PF media director Sunday Chanda on Sunday issued a statement justifying President Lungu’s statement saying he was spot on to say ‘uubomba mwibala alya mwibala’ because those serving in government were allowed to get what they deserve (salaries, wages, etc) but that they must not eat the seed which was not what they deserved.

However, Jere stated that apologies deflated enemies at times.


“And so presidential statements can be misconstrued at times, especially if one does not know the context in which they were issued. It is, therefore, prudent to quickly come out and explain the context without justifying it. When the context is misconstrued, defending it may not be a good option although it depends on the circumstances. Thinking of ‘uubomba mwibala alya mwibala’ idiom. Anyway, I was just remembering my lecture notes on crisis communication management!” Jere stated.


He gave examples of times when Banda used idioms that were interpreted to mean something else and angered other people.


“Once upon a time, [former priest] Fr [Frank] Bwalya was a pain in the flesh of president Rupiah Banda. He could really rile the president with his baseless personal attacks. So, in trying to hit back, the president attacked Fr Bwalya by saying ‘he is a father without children’ and went on to say Fr Bwalya was in fact kicked out of the Catholic Church. But what the media picked and twisted was that the President insulted Catholic priests who are called Fathers but have no children. The Church was riled with the president’s statement so much that State House had to apologise,” stated Jere.

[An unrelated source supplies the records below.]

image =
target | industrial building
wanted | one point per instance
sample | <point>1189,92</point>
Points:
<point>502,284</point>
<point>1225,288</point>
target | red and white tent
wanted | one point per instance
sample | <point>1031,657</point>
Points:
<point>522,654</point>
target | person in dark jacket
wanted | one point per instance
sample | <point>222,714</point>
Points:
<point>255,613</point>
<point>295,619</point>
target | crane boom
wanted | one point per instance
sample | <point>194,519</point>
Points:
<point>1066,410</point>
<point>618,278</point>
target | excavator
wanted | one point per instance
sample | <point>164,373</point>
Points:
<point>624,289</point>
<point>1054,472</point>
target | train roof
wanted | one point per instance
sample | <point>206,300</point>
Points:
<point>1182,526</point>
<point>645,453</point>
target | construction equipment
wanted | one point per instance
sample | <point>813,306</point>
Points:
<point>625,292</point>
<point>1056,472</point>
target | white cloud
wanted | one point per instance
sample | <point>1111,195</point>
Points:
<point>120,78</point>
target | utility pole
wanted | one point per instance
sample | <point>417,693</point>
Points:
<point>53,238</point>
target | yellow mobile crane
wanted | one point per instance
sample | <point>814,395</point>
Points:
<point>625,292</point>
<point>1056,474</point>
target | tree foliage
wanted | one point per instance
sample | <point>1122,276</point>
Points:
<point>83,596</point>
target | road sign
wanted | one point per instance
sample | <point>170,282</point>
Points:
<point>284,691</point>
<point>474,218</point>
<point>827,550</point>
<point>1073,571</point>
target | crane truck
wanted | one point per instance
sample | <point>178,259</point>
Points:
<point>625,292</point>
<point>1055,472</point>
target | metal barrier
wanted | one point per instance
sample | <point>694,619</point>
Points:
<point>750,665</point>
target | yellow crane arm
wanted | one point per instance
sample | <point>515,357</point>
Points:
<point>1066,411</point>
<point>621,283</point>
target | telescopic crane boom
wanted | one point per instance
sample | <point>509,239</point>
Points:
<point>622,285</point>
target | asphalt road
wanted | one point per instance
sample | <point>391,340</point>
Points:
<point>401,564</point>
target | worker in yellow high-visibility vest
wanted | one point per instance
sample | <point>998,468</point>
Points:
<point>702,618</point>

“The media forgot (assuming they did) the last part of the statement in which the president explained his attack on Fr Bwalya. As press aide, I was bombarded with phone calls, especially from the Catholic faithful, who thought the president had offended them. Fast forward, another presidential speech mishap happened (it comes with a territory). President Banda attacked UPND leader Hakainde Hichilema for not taking his wife in public prior to the 2011 polls. The president said; ‘nanga ndiwe mwenye mambala…’ which loosely translates to, ‘why hiding your wife from the public, are you Indian?’ Within minutes, the president realised his statement meant for HH could in fact be offending to the Indian community in Zambia. He immediately ordered me to release a statement apologising to both HH and the Indian community. And I did and the matter quietly died.”